Key Assessment Principles (apply equally to summative)

  • Four universal principles to uphold:

    • Reliability

    • Validity

    • Fairness

    • Flexibility

  • Authenticity deserves special emphasis when a task is summative.

Authentic Assessment

  • Task mirrors the real-world application of the targeted skills/knowledge (“situated” tasks).

  • Connects to the Alice Springs (Mparntwe) Education Declaration goals:

    • Goal 1 – promote excellence & equity.

    • Goal 2 – ensure all Australians become confident, creative individuals; successful, lifelong learners; active & informed citizens.

  • Implication: Assessment should prepare students for life beyond school; therefore tasks must be situated and meaningful outside the classroom.

Rich, Integrated, Real-World Task Example (Year 5)

  • Objective: Assess speaking & listening (English curriculum) authentically.

  • Task: Students write, record & publish a podcast episode.
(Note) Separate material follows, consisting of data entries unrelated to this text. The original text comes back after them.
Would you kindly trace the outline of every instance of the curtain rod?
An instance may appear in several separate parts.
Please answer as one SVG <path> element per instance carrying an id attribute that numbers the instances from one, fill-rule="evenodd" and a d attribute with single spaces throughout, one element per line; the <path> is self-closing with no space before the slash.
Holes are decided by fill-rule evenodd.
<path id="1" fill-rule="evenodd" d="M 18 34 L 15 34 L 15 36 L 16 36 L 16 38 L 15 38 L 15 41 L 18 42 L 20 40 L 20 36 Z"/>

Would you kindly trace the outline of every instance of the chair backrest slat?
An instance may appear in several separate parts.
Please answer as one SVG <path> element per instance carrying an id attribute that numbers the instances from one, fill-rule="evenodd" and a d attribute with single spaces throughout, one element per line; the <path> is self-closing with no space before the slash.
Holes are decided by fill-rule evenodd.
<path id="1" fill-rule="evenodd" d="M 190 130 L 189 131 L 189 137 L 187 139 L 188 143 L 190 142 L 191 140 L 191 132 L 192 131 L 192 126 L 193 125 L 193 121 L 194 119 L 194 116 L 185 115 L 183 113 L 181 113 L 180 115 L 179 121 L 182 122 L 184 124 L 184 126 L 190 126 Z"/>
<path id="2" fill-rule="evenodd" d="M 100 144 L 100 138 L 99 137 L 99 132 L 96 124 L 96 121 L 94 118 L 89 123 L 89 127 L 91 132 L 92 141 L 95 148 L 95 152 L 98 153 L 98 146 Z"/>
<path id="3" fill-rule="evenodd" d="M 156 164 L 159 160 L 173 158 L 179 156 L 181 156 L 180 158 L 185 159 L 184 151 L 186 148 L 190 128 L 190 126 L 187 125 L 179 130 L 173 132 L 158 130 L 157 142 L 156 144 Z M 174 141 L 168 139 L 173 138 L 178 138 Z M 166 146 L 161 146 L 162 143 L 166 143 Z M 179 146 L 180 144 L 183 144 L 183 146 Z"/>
  • Why “rich”? Combines multiple curricula & skills:

    • HASS – research content, e.g.

    • Swan River Colony development.

    • English – draft, edit, refine informative script (structure & language features).

    • Oral language – practise pace, tone, inflection, volume.

    • Digital Technologies – storyboard, record, edit using audio software.

  • Benefits:

    • Higher engagement → truer evidence of capability (greater reliability).

    • Students experience a contemporary, real-world text form (podcasts are ubiquitous).

  • Planning implications:

    • Requires early, detailed planning (could span ≈ 5 weeks).

    • Teaching & learning activities must align with final product.

Workload & Planning Considerations

  • Authentic summative tasks are time-consuming to design but yield richer data.

  • Teachers can “think outside the box” yet remain tightly grounded in curriculum descriptors.

SCASA Judging Standards – Navigation Guide

  • Website path: K–10 > Assessing > Judging Standards.

  • Requires Extranet login.

  • Two main resources on each learning-area page:

    1. Assessment Pointers (PDF/Word)

    2. Annotated Work Samples

Assessment Pointers

  • Break down entire curriculum into strands/sub-strands (Math) or modes (English).

  • Provide descriptors for grades A → E.

  • Function:

    • Clarify what typical C (“satisfactory”) performance looks like.

    • Show progression to B & A as well as down to D & E.

  • Important note: Pointers “exemplify” possibilities; not a checklist of everything a student must do.

Annotated Work Samples

  • Located under “Work Samples” tabs.

  • Features:

    • Black annotations = direct quote from an assessment pointer.

    • Blue annotations = teacher-added evidence specific to that work.

    • Brief task context (e.g., “students researched Rottnest Island”).

    • Related content descriptors listed.

  • Use-cases:

    • Establish benchmark of each grade.

    • Support moderation discussions.

    • Inspire new authentic tasks.

Designing Summative Tasks that Cater for All Achievement Levels

  • Start planning around the C-grade (satisfactory) expectations.

  • BUT: Build scope for students to display higher achievement:

    • Incorporate open-ended questions/problems.

    • Require application of knowledge in new contexts.

    • Allow creative representations of understanding.

  • Otherwise high-achieving students may appear only “C” because the task forbids them demonstrating more.

Reading Challenge (Tutorial Preparation)

  • Article: Earl (2013) – Summative Assessment in Primary Science.

  • Recognised as a classic academic journal article; denser language/structure.

  • Suggested reading strategy:

    • Print, highlight, annotate.

    • Pay attention to context & literature review first, then discussion.

    • Methods/results may be heavy in quantitative data.

  • Tutorial expectation: Arrive with 3 talking points, e.g.

    • Insight, question, critique, key takeaway, or method observation.

  • Rationale: Builds capacity for evidence-based practice & familiarity with academic texts.

Tutorial & Logistics

  • Week 3 tutorial = device-friendly; small-group work on SCASA navigation & assessment design.

  • Provide hard copies for those without Extranet access, but online navigation is preferable.

  • Team meeting time example: Tue 5th, 9 AM (check your timetable).